Alexander Genser

Fully actuated signal controls are becoming increasingly popular in modern urban environments, attempting to reduce congestion locally, synchronize flows, or prioritize specific types of vehicles. This trend is expected to grow as more vehicles are expected to communicate via Vehicle-to-Infrastructure (V2I) communication. The presented dataset contains cleaned observations from a fully actuated signal control system with priority for public transportation. Time series data of traffic signals that regulate vehicle, public transportation, bicycle, and pedestrian traffic flows are available, showing where a traffic signal operates in a red or green phase. Also, loop detector data representing the occupancy at several locations at an urban intersection in Zurich, Switzerland is available. The data of all traffic signals and loop detectors corresponds to January and February 2019 and has a resolution of 1 second. Recent advances in transportation science show novel approaches for signalized intersections, but most publications assess their methodology on self-collected or simulated data. Therefore, the presented dataset aims at facilitating the development, calibration, and validation of novel methodological developments for modeling, estimation, forecasting, and other tasks in traffic engineering. Furthermore, it can be used as a real-world benchmark dataset for objectively comparing different methodologies.

Contributions

Data description

The dataset consists of four comma-separated-value (CSV) files with 15 days of consecutive time series data each. The corresponding names are ‘intersection_data_set_jan_01_15.csv’, intersection_data_set_jan_16_30.csv’, intersection_data_set_feb_01_15.csv’, and ‘intersection_data_set_feb_16_28.csv’. Note that the second dataset for February only contains 12 days. In total, two months of data are available for January and February 2019. The data includes the device states for all traffic lights and loop detectors (LD) at an urban intersection. Every data sample (a row entry in the dataset) corresponds to one observation. The provided data resolution is 1 sec. Each CSV file provides the same data structure defined as follows:

All LDs in the dataset are also provided as time series with the states 0 and 1. The state 0 represents an LD not occupied, i.e., no vehicle currently passes the location where the LD is implemented. On the other hand, if an LD shows a pulse, meaning that the signal state is 1, a vehicle occupies the LD. Figure 2 depicts a sample signal of an LD with six detections and the corresponding signal states.

Experimental set-up

The collected dataset represents traffic signal and LD data from a four-leg intersection in Zurich, Switzerland. The intersection, depicted in Figure 3, is regulated by a fully-actuated signal control system, meaning that red, green, and cycle times are non-constant [2,3]. The variation of these is due to the priority of public transportation and the extension or shortage of signal phases based on the intersection approach’s traffic demand [4]. The speed limit for the intersection’s northbound and southbound approach is 30 km/h. For approaches from west and east, the maximum speed is regulated at 50 km/h. In Figure 3, the traffic signals are shown with circled numbers. There are 12 traffic signals installed at the stop lines. Signals 1, 2, 4, 5, and 6 control vehicular traffic streams and follow a red-green signalization pattern. Traffic signal 3 regulates only bicycle flows that can travel straight to the south. Pedestrian flows are regulated by signals 7 - 10. From north to south and vice versa, multiple tram lines frequently operate between 7:00 and 22:00. The tram tracks are indicated by dashed lines and overlap with car lanes for the southbound approach. The signal control potentially prioritizes public transportation, and signals 11 and 12 represent the designated traffic lights for trams. This subset of traffic lights only operates in a green phase when trams arrive at the intersection.

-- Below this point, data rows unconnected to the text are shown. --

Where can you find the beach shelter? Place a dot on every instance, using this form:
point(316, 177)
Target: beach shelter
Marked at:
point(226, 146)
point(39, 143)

The city of Zurich operates the signal control system of the intersection. A centralized system provides log files of the control system that contain event-based telegrams (i.e., records). Every telegram contains the time of the event, an identifier of the control system, the device identifier that triggered the event, and the new device state. For example, if traffic signal 1 changes from a red phase to a green phase, the telegram would contain a device-id of ‘sg1’ and the new state of 1. The log files contain every new event as a one-line string entry. For the compilation of the presented dataset, regular expressions are designed to automatically extract the timestamps, device identifiers, and the corresponding state. The telegrams are event- based, i.e., only when a device changes its state a telegram is sent. Therefore, the time axis is unevenly spaced. We construct a consecutive time axis (resolution of 1 sec) and impute the tracked states so that the dataset provides an evenly spaced time series. The procedure is applied for all available log files and all available devices implemented at the intersection.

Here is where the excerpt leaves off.